People swarmed the Dhaka streets in thousands in jubilation and celebration of the success of the coup. Similar celebrations were reported from rest of the country. The scenario may only be compared to the victory day of December 16, 1971.
People offered special prayers and distributed sweets on the day. Such celebrations were also reported form Bangladeshi communities abroad.
The post coup administration was formed entirely by the Awami League members of the parliament. The only exception was former president Justice Abu Sayeed Chowdhury who became the foreign minister. No coup leader was seen within miles of the new administration, an unprecedented example in the history of successful coups/revolutions. To those patriots and dedicated souls, August 15 was to save the nation, not to run it.
Veteran Awami Leaguer Abdul Malek Ukil said on the fall of Sheikh Mujibur Rahman that the country was relieved of a Zalim Feroun. Malek Ukil was the Speaker of the House and later became the President of the Awami League.
Following the August 15 coup, newspapers and TV channels were filled with greetings from various political, educational and cultural groups from all over the country. Again, one may visit the media archives– national and international—to find facts.
The new government formed after the August 15 coup was immediately welcomed and recognized by international community, including India, the US, the USSR and the UK. China and Saudi Arabia accorded recognition to Bangladesh for the first time.
It is, however, regrettable that Sheikh Mujibur Rahman and some of his close relatives died during the coup. I am not aware if his death was intended and if it could be averted. I may just quote a top bureaucrat of that time: “Under the circumstances, one could not think of a change of government keeping Mujib alive.” Colonel Abdur Rashid, one of the coup leaders, said more or less the same to Anthony Mascarenhas in London in 1976.

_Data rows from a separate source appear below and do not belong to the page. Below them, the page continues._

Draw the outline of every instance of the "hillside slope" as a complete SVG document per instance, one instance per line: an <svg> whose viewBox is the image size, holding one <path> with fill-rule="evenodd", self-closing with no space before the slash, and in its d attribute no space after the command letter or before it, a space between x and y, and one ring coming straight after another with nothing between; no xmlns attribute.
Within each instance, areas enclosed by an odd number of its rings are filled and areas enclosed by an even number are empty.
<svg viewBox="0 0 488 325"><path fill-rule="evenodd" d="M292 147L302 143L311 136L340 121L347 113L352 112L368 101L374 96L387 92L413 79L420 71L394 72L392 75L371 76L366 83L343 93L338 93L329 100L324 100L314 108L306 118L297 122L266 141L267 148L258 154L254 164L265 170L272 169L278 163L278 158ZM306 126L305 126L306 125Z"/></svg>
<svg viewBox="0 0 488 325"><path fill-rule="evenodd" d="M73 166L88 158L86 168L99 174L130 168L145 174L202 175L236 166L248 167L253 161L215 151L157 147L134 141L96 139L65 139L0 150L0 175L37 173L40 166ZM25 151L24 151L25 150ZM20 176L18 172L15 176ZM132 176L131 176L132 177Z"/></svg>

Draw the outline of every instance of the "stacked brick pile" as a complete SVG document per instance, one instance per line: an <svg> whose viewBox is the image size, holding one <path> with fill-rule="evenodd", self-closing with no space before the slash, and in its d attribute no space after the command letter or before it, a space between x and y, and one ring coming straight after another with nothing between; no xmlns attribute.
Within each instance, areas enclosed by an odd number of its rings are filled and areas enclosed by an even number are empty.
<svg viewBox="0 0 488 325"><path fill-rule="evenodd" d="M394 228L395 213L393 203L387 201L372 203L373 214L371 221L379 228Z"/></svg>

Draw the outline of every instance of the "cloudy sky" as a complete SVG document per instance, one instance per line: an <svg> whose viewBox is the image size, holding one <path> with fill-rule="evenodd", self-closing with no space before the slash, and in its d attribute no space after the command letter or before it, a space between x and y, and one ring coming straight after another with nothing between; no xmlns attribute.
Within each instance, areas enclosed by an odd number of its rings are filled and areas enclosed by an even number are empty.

My intention is not to glorify a death event. But August 15 cannot be called a mere death event. It was a successful military coup for the greater national interest. The event should be seen from a larger perspective. It reintroduced multiparty democracy, it brought political freedom, it relieved the gagged press, and it opened public accountability, among others.
To understand August 15, one needs to walk back in time to the early period of Bangladesh and judge the day in that perspective. Sheikh Mujib is dead. So are hundreds of thousand others that were perished under his heavy hands. The greatest achievement of August 15, I think, was that it succeeded in stopping those unaccountable murders since.